Salih’in geriye dönüşü iyi bir fotoğraf olarak gözüktü. Biraz güçlenmiş ve dirençli olmuş, top tekniği de mükemmele yakın. Monaco karşısındaki performansı da oldukça iyi gözüktü.
Son şampiyonumuz Beşiktaş hazır kadrosu varken Sosa ile Gomez problemli hale geldi. Gomez’in aldığı parayı, başka bir takımın ödemesi mümkün değil. Sosa ne yapmak istiyor, onu da anlamış değilim. Sözleşmen devam ediyor, gitme arzusu içindeysen eğer, ki öyle gözüküyor. O zaman Beşiktaş yönetiminin istediği parayı getir git be kardeşim. Hiç bir futbolcu bulunmaz Hint kumaşı değil ki. Gomez yoksa Cenk var. O da aslanlar gibi gol atmaya devam ediyor. Görev aldığı süre içinde mükemmel. Oynatılmadığı zaman sesi sedası çıkmıyor. Beşiktaş yönetim olarak fabrika ayarlarını bir an önce düzeltmeli, Sosa ve Gomez problemlerini de acele çözmelidir derim.
Galatasaray ise Manchester United karşılaşmasına kadar hazırlık maçlarında beğeni kazandı. Özellikle Bruma takıma büyük renk kattı. Hem süratli hem çabuk, hem de yetenekli bir futbolcu görüntüsü vererek dikkat çekerken çok da şık goller atmaya başladı.

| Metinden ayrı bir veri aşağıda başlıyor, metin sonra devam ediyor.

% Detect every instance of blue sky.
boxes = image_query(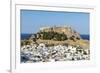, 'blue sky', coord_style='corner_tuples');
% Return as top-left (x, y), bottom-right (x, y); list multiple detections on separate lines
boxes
(21, 10), (89, 34)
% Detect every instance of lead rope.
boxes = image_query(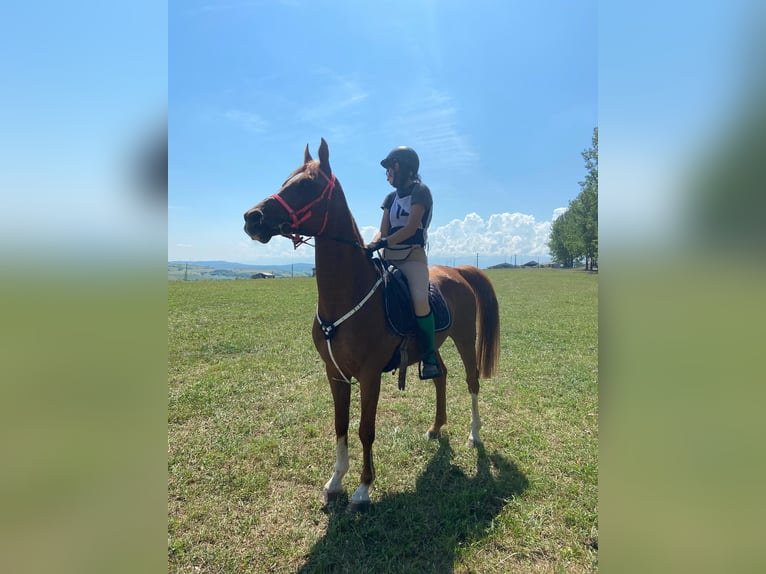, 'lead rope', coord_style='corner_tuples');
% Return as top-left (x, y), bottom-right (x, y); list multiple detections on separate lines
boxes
(317, 270), (388, 385)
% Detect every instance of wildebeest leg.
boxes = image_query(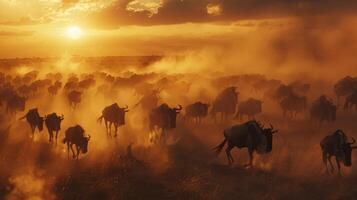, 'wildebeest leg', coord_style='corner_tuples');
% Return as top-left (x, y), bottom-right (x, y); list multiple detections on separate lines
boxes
(109, 122), (113, 137)
(67, 142), (70, 159)
(322, 152), (329, 174)
(31, 124), (35, 139)
(104, 119), (109, 136)
(76, 146), (80, 160)
(335, 157), (342, 176)
(114, 123), (118, 137)
(249, 150), (253, 166)
(56, 131), (59, 145)
(327, 155), (335, 173)
(48, 130), (53, 142)
(226, 142), (234, 165)
(69, 144), (76, 158)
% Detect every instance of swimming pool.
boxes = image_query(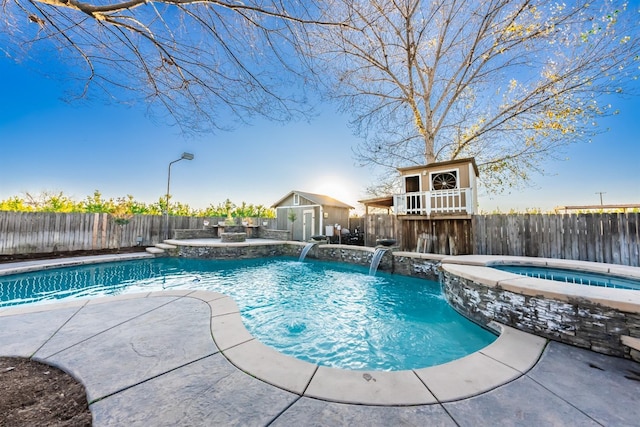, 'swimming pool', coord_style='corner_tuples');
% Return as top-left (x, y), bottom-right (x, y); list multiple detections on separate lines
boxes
(0, 258), (496, 370)
(491, 265), (640, 290)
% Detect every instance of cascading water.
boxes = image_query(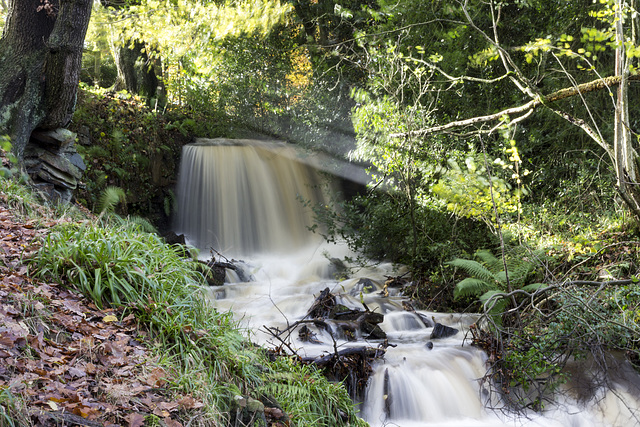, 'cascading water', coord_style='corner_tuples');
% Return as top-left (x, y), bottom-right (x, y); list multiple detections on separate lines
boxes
(176, 140), (640, 427)
(175, 139), (322, 256)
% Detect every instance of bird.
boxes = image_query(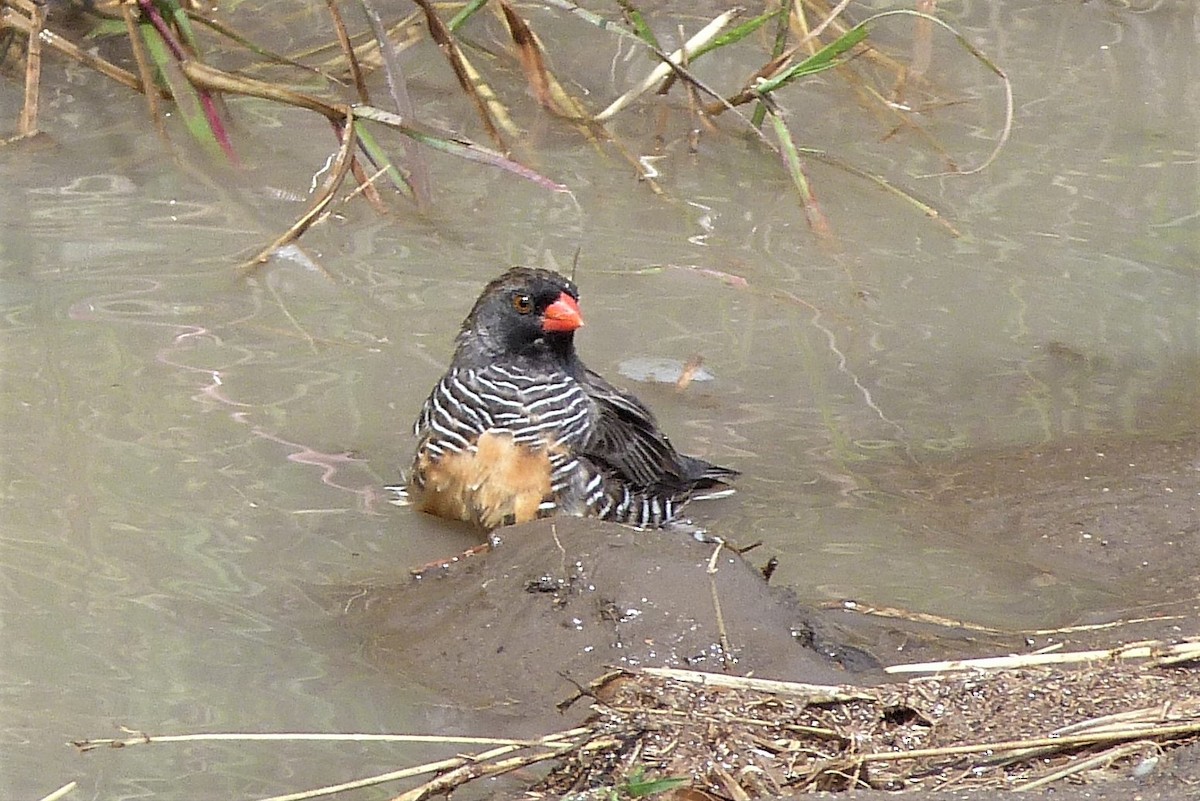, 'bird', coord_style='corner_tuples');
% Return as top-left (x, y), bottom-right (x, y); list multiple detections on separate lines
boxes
(404, 267), (739, 537)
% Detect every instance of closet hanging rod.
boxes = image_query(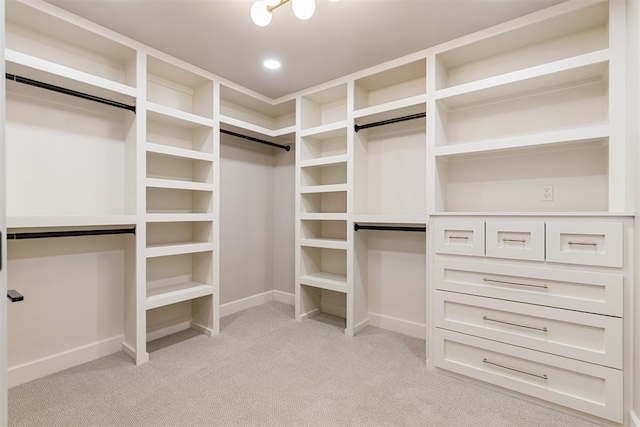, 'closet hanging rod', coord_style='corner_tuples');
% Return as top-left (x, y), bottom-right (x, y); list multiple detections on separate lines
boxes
(220, 129), (291, 151)
(354, 113), (427, 132)
(7, 227), (136, 240)
(353, 223), (427, 233)
(6, 73), (136, 113)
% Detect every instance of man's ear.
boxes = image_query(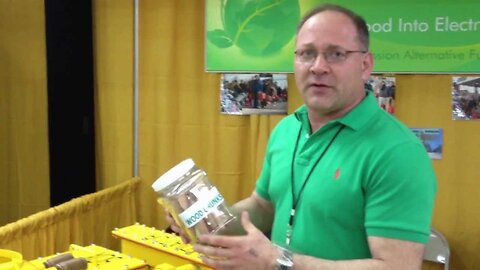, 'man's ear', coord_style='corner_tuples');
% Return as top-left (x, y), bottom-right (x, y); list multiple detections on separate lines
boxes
(362, 52), (374, 81)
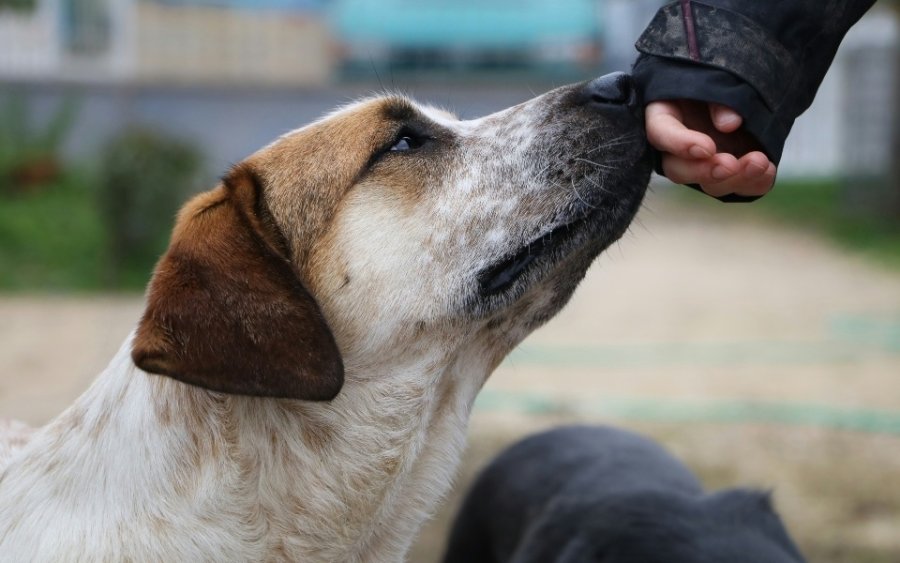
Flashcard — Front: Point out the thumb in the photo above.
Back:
[709,104,744,133]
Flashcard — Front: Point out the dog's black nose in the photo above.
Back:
[582,72,638,111]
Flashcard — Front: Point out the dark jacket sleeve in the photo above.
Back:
[633,0,875,164]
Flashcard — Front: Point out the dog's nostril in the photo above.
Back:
[584,72,637,107]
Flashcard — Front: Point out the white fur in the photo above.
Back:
[0,86,648,562]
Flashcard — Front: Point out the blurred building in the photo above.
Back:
[0,0,334,85]
[331,0,603,74]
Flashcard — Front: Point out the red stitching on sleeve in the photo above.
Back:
[681,0,700,61]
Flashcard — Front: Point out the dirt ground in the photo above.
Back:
[0,192,900,563]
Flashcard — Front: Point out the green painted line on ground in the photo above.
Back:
[475,390,900,436]
[506,341,888,368]
[507,315,900,370]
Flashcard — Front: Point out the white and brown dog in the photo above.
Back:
[0,75,650,562]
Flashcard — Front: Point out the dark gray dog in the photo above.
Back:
[444,426,804,563]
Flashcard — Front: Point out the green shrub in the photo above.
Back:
[97,128,202,287]
[0,94,78,194]
[0,173,105,291]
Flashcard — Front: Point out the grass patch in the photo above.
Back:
[753,180,900,269]
[671,179,900,270]
[0,174,106,291]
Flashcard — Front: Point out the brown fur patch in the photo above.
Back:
[132,165,343,400]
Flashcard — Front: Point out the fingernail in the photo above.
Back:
[744,162,768,178]
[716,113,741,127]
[688,145,712,158]
[710,166,732,180]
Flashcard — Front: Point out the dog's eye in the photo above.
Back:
[390,129,426,152]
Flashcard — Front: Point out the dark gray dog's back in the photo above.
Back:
[444,426,803,563]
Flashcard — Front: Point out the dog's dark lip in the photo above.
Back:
[478,214,591,296]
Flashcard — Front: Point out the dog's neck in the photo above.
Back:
[0,342,488,561]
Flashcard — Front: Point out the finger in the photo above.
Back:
[662,154,740,185]
[644,102,716,159]
[700,160,776,197]
[709,104,744,133]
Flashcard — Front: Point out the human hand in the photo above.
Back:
[644,100,775,197]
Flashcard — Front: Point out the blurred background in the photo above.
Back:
[0,0,900,563]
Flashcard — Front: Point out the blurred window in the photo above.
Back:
[62,0,112,55]
[0,0,37,12]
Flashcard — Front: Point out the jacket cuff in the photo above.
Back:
[632,55,794,165]
[635,1,799,111]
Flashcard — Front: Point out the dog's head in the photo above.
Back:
[132,75,650,400]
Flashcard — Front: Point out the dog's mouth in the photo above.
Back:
[478,215,590,296]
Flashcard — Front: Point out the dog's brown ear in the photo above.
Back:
[132,163,344,400]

Galatasaray’ın en büyük eksiği santrfor olarak gözüküyor. Kaleci Muslera bana hazır gibi gelmedi. Onun dışında Galatasaray hala Sneijder’ın saha içi patronluğu ile ayakta durmaya çalışıyor.
Trabzon yeni yapılanma içinde. Yine de eskilerden genç Yusuf iyi bir başlangıç yaptı. Yanal’ın Trabzonspor’u mutlaka zirve yarışı içinde olacaktır.